Vieles spricht im Falle von ME/CFS für eine organische Autoimmunerkrankung, die bei etwa zwei Drittel der Betroffenen durch eine vorangegangene Virusinfektion ausgelöst wird. Dabei kann der Infekt durch Influenza, Covid-19, Epstein-Barr oder Herpesviren auch leicht verlaufen. Ob das Virus im Körper verbleibt, eine fortdauernde Aktivierung des Immunsystems bewirkt und sich Autoantikörper gegen körpereigene Strukturen bilden, ist noch ungeklärt.

Bei Felix*, der seit 2018 moderat an ME/CFS erkrankt ist, vermuten die Eltern eine Grippe als Auslöser. Sein Vater, Gerhard Heiner, gründete die „Initiative ME/CFS Freiburg zur Anerkennung, sozialen Sicherung, Behandlung und Erforschung“, da auch er kaum Hilfe für seinen Sohn bekam und ein öffentliches Bewusstsein für die Krankheit schaffen wollte. Erkrankte haben oft schon eine lange Ärzte-Odyssee hinter sich und bereits etliche Fehldiagnosen von Medizinern erhalten, die die Symptome psychosomatisieren oder bagatellisieren. „Viele Ärzte kennen die Krankheit gar nicht oder verleugnen sie“, sagt Heiner, „dabei ist sie seit 1969 von der WHO ganz klar als neuroimmunologische Erkrankung unter G93.3 gelistet.“ Fatal ist, dass die Patienten neben schädlichen Fehltherapien auch öffentliche Stigmatisierungen erfahren und wegen fehlender Diagnose und Anerkennung durch sämtliche Raster der Kranken- und Pflegeversicherung und der sozialen Sicherungssysteme fallen.

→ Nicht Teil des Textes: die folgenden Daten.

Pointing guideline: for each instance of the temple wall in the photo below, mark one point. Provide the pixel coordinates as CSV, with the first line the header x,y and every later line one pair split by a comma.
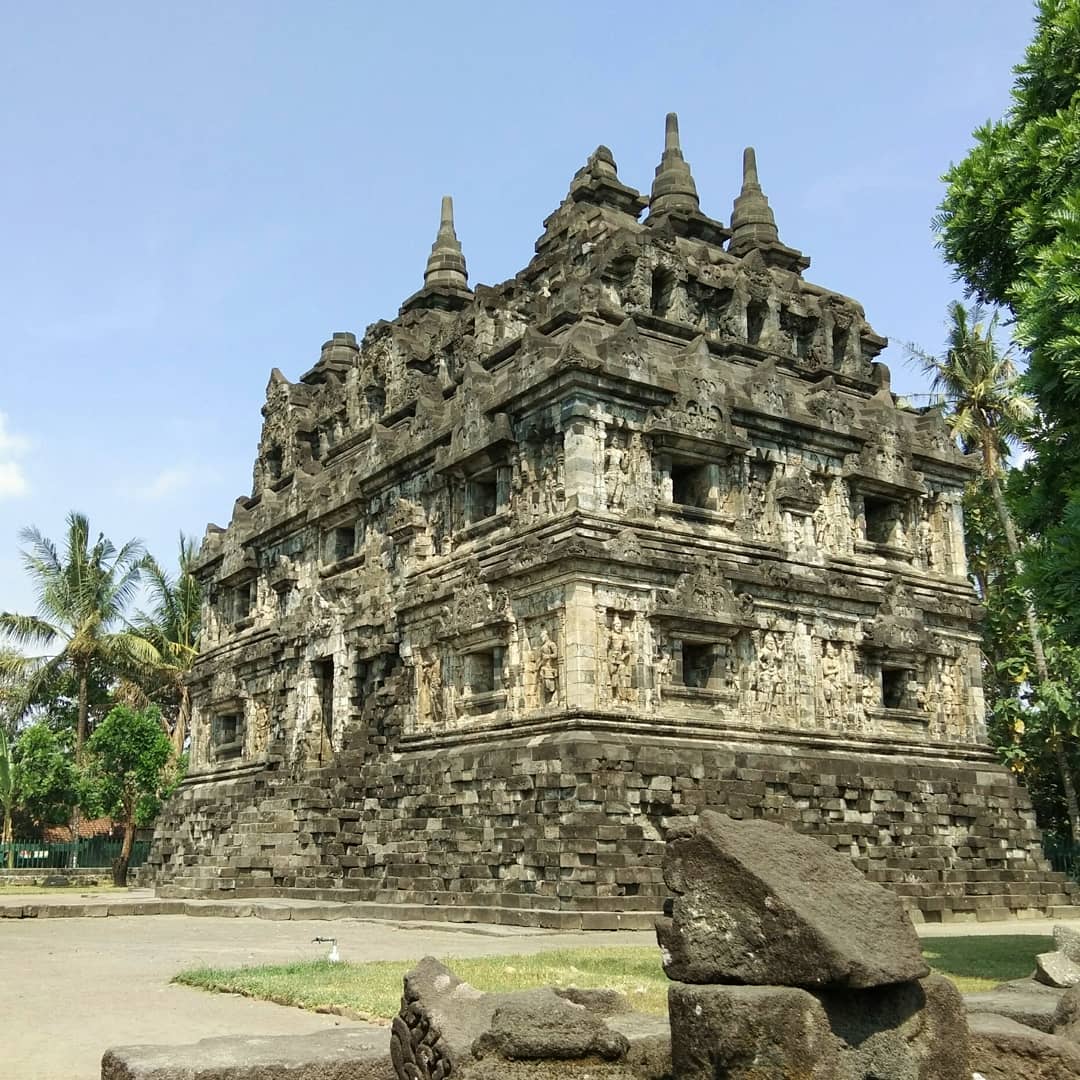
x,y
567,829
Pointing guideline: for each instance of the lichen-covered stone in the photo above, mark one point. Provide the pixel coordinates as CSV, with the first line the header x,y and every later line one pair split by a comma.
x,y
1066,1018
1067,941
340,1054
1028,1002
759,904
1003,1050
446,1027
906,1031
1056,969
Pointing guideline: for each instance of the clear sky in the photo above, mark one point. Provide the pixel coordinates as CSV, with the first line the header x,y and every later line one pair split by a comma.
x,y
191,194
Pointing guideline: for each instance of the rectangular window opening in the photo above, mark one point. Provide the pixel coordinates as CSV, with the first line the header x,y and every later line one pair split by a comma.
x,y
883,520
755,321
324,688
342,542
227,734
482,498
480,672
893,687
693,485
699,664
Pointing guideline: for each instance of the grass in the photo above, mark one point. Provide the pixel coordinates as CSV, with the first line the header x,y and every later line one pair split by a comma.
x,y
373,990
982,962
71,890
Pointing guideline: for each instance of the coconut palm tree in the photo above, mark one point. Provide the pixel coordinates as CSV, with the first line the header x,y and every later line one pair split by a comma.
x,y
8,796
987,410
82,596
79,628
172,629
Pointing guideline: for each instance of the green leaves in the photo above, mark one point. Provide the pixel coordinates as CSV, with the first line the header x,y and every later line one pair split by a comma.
x,y
129,758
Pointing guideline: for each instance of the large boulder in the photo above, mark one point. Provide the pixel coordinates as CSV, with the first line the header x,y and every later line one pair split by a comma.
x,y
758,904
905,1031
1003,1050
1066,1018
447,1027
1067,941
1056,969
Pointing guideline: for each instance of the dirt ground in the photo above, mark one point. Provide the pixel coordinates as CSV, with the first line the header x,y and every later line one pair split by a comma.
x,y
69,988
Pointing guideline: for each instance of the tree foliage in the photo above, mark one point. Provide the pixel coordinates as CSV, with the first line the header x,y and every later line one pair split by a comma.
x,y
45,774
82,596
172,628
1010,224
132,769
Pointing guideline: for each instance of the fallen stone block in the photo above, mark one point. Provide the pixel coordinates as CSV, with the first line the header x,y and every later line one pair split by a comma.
x,y
448,1027
1023,1000
759,904
338,1054
1056,969
1066,1020
1003,1050
210,909
905,1031
1067,941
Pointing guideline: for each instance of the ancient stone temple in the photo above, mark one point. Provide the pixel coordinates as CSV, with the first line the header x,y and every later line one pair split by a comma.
x,y
536,567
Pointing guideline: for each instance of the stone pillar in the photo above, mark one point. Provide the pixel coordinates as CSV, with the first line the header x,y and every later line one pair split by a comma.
x,y
582,647
583,453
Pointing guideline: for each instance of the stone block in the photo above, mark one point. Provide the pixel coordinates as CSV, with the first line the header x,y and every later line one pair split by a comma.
x,y
1024,1000
1067,941
1056,969
759,904
906,1031
338,1054
448,1028
1003,1050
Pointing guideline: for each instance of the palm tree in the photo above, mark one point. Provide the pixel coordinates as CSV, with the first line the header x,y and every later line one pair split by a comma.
x,y
8,795
172,629
81,601
987,410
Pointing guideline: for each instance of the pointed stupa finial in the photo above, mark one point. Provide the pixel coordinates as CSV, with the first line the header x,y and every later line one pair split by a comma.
x,y
673,187
752,219
750,170
446,265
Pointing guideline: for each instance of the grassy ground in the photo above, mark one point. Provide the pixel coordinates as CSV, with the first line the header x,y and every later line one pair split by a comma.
x,y
373,990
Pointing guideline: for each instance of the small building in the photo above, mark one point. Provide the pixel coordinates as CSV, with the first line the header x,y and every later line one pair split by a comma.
x,y
536,568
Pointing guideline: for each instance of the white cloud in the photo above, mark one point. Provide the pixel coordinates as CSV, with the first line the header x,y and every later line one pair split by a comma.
x,y
166,483
12,446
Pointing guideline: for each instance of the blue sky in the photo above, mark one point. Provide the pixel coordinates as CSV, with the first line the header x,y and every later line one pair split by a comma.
x,y
194,193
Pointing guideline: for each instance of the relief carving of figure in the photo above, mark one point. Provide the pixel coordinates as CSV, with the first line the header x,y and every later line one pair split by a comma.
x,y
831,674
616,474
923,539
430,703
548,670
550,488
768,672
620,663
661,674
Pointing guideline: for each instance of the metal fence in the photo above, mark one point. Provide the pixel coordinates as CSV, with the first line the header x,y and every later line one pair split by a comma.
x,y
1063,853
97,851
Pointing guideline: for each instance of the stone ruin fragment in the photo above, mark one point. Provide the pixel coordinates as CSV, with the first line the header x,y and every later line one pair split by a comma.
x,y
447,1027
531,568
787,963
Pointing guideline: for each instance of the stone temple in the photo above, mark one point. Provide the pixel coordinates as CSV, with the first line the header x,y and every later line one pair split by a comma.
x,y
537,567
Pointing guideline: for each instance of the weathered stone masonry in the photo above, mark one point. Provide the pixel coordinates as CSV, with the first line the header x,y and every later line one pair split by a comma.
x,y
536,567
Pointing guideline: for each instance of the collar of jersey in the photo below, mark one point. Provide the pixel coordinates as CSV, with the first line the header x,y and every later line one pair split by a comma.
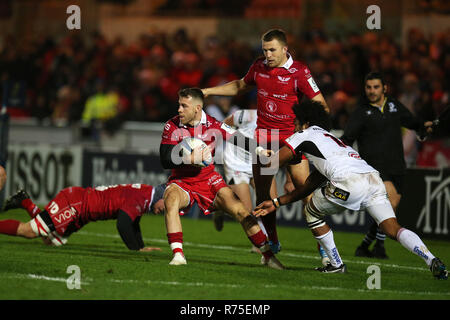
x,y
288,63
202,120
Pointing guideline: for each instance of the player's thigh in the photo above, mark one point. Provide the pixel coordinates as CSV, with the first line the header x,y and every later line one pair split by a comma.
x,y
176,196
242,190
394,196
26,231
263,182
299,172
227,201
322,206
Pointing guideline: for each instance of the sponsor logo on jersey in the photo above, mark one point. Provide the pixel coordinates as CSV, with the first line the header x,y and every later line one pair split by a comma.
x,y
67,214
280,96
313,85
284,79
271,106
263,92
354,155
227,128
241,117
341,194
420,252
392,107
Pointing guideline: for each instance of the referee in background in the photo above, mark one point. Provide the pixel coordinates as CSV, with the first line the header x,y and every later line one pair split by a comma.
x,y
376,127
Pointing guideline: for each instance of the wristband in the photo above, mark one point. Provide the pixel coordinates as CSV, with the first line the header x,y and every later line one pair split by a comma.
x,y
276,202
258,150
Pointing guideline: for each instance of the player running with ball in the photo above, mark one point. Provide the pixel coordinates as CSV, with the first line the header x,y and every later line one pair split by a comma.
x,y
281,82
192,180
342,180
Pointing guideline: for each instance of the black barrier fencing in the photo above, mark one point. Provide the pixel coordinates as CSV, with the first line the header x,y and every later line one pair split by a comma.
x,y
425,203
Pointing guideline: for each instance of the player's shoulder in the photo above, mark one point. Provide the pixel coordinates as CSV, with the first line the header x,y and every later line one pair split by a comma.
x,y
172,123
300,68
212,122
259,62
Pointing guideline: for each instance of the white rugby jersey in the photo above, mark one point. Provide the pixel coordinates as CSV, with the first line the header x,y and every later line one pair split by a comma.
x,y
235,158
328,154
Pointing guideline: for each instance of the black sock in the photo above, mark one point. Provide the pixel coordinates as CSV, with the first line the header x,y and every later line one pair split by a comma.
x,y
380,238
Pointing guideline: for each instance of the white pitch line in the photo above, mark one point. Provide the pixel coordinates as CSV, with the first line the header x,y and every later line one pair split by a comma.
x,y
39,277
294,255
206,284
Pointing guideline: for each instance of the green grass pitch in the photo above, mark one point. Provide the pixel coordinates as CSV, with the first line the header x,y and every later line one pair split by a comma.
x,y
220,266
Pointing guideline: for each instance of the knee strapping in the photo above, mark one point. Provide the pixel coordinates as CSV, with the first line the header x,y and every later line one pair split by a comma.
x,y
314,219
248,222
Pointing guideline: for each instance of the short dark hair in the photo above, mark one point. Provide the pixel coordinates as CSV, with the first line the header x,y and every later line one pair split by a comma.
x,y
195,93
313,113
375,75
277,34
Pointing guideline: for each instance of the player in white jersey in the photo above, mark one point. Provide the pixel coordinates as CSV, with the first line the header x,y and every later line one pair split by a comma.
x,y
341,180
238,169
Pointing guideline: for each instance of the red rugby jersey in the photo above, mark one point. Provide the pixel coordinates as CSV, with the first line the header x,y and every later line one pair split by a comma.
x,y
278,90
210,130
104,202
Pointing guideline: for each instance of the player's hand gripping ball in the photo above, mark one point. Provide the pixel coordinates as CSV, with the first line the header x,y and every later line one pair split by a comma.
x,y
199,152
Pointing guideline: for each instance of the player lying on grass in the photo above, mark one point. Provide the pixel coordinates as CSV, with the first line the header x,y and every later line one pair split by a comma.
x,y
191,183
74,207
342,180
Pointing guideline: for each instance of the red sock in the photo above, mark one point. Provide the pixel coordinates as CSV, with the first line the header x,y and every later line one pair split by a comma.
x,y
176,242
32,209
9,227
259,240
270,223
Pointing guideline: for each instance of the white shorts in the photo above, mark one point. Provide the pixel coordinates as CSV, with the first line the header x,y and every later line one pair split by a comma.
x,y
359,191
237,177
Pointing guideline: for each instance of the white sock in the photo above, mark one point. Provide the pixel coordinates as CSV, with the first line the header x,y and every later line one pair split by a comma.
x,y
327,242
413,243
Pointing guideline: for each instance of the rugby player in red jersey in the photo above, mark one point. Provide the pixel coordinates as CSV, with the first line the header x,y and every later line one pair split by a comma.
x,y
281,83
74,207
191,183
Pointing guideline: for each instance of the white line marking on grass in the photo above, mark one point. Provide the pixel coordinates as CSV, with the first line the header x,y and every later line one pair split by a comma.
x,y
294,255
40,277
206,284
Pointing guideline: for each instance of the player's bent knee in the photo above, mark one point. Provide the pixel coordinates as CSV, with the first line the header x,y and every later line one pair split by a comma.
x,y
248,222
314,218
26,231
390,227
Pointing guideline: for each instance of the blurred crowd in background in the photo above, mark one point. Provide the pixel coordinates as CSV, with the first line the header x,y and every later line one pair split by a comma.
x,y
70,80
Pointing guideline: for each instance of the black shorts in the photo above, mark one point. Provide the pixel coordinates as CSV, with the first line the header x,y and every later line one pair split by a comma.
x,y
396,179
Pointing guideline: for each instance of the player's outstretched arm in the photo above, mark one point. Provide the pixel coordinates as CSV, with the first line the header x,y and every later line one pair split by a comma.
x,y
320,98
231,88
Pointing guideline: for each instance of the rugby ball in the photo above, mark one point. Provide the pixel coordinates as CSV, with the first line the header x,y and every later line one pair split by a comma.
x,y
189,144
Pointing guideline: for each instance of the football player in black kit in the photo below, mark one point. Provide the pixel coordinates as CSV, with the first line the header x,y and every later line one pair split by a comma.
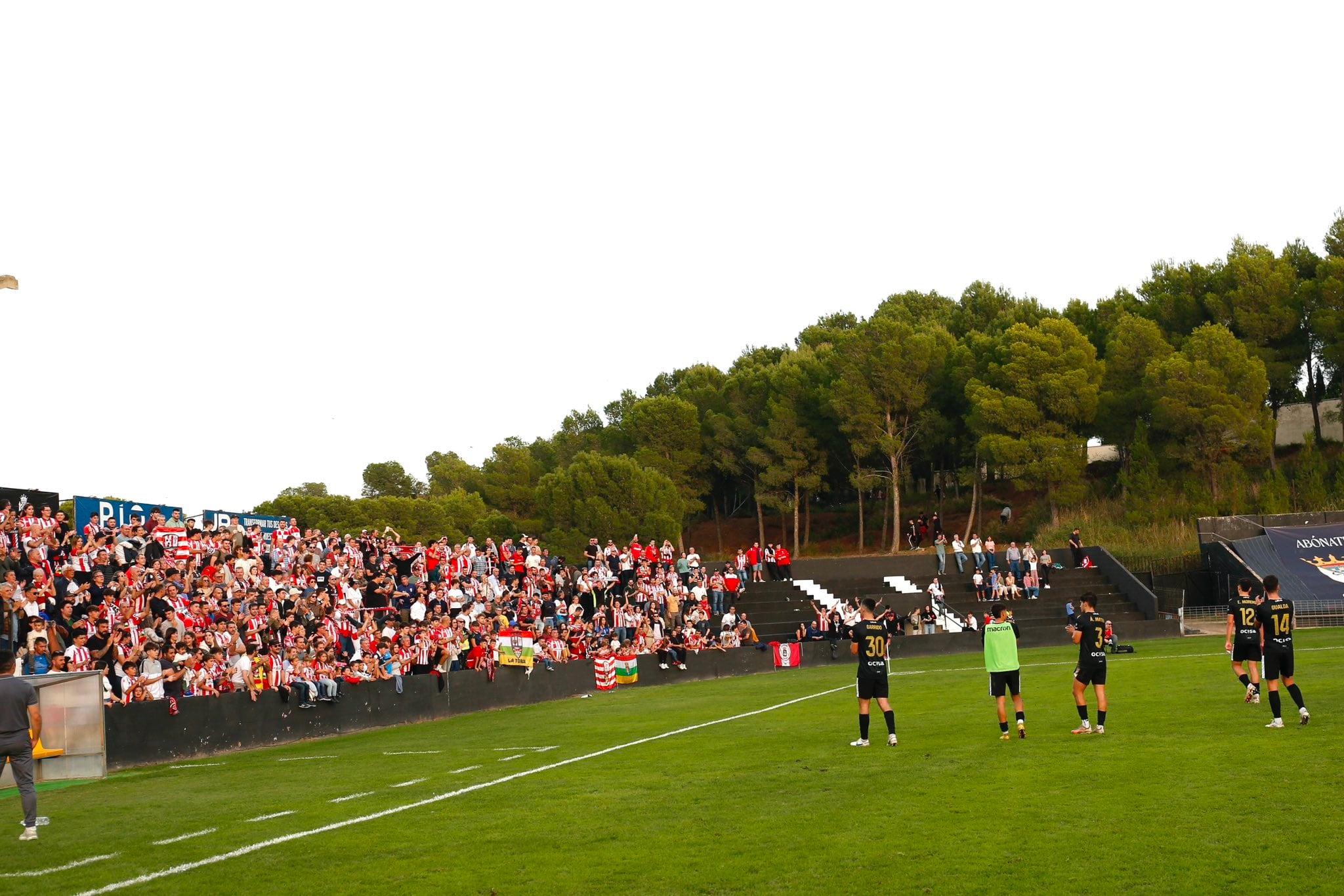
x,y
1276,619
1089,632
1244,638
870,642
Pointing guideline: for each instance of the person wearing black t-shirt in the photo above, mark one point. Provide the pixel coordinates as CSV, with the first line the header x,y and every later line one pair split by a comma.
x,y
1089,633
1244,638
870,645
1276,620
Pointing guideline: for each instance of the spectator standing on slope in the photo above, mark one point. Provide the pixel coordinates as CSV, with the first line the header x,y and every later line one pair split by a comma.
x,y
1076,544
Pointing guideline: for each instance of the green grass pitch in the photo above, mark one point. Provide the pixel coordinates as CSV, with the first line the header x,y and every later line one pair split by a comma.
x,y
1187,792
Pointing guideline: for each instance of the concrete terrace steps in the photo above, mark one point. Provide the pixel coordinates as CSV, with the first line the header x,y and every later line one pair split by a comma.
x,y
777,607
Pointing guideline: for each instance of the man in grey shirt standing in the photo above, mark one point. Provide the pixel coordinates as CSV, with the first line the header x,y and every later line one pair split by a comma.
x,y
18,715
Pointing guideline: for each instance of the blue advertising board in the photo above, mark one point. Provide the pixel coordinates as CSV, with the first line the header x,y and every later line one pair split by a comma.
x,y
116,512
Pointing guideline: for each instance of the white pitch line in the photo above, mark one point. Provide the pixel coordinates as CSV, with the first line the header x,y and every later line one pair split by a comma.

Es fehle an finanzieller Unterstützung, medizinischer Hilfe und somit potentieller Versorgungsmöglichkeiten sowie Aufklärung, meint Heiner.

Unwissenheit führt zu kontraindizierten Therapien

Professor Dr. Patrick Gerner_ME/CFS
Spricht sich gegen aktivierende Maßnahmen bei ME/CFS aus: Prof. Dr. Patrick Gerner, Chefarzt an der Kinderklinik Ortenau am Ortenau Klinikum Offenburg. © Prof. Dr. Patrick Gerner, privat

Die Patienten mit ME/CFS sind generell nicht psychisch krank oder depressiv, sie haben auch keine Angststörung und vor allem bilden sie sich ihre Bewegungsunfähigkeit nicht ein. Die Muskulatur ist nachweislich geschwächt und das Immun-, Hormon- und Nervensystem sind völlig fehlreguliert. Als Sekundärschäden können durch die Belastung allerdings psychische Erkrankungen oder zumindest der Wunsch nach psychologischer Begleitung entstehen. Der von vielen Ärzten (vielleicht gutgemeinte) Rat, sich zu entspannen, rauszugehen und zu trainieren, kann eine massive Symptomverschlechterung nach sich ziehen. „Bei anderen Fatigue-Erkrankungen finden generell aktivierende Therapien in der Reha-Klinik statt“, sagt Prof. Dr. Patrick Gerner, Chefarzt der Kinderklinik Ortenau am Ortenau Klinikum in Offenburg, „die sind aber hier kontraindiziert. ME/CFS ist eine Erkrankung mit Fatigue, bei der man keine Aktivierung vornehmen sollte.“ Über die Grenzen gehen, sich zur Anstrengung zwingen, kann bei den Patienten zu einem Crash führen, einem Totalzusammenbruch, bei dem dann manchmal monatelang gar nichts mehr geht und der zu einer dauerhaften Zustandsverschlechterung führen kann. Medikamente und zielgerichtete Behandlung gibt es nicht. Die Betroffenen müssen lernen, wie sie ihren Zustand stabil halten und die Symptome lindern können. Oft helfen nur noch Schmerzmittel und Ruhe.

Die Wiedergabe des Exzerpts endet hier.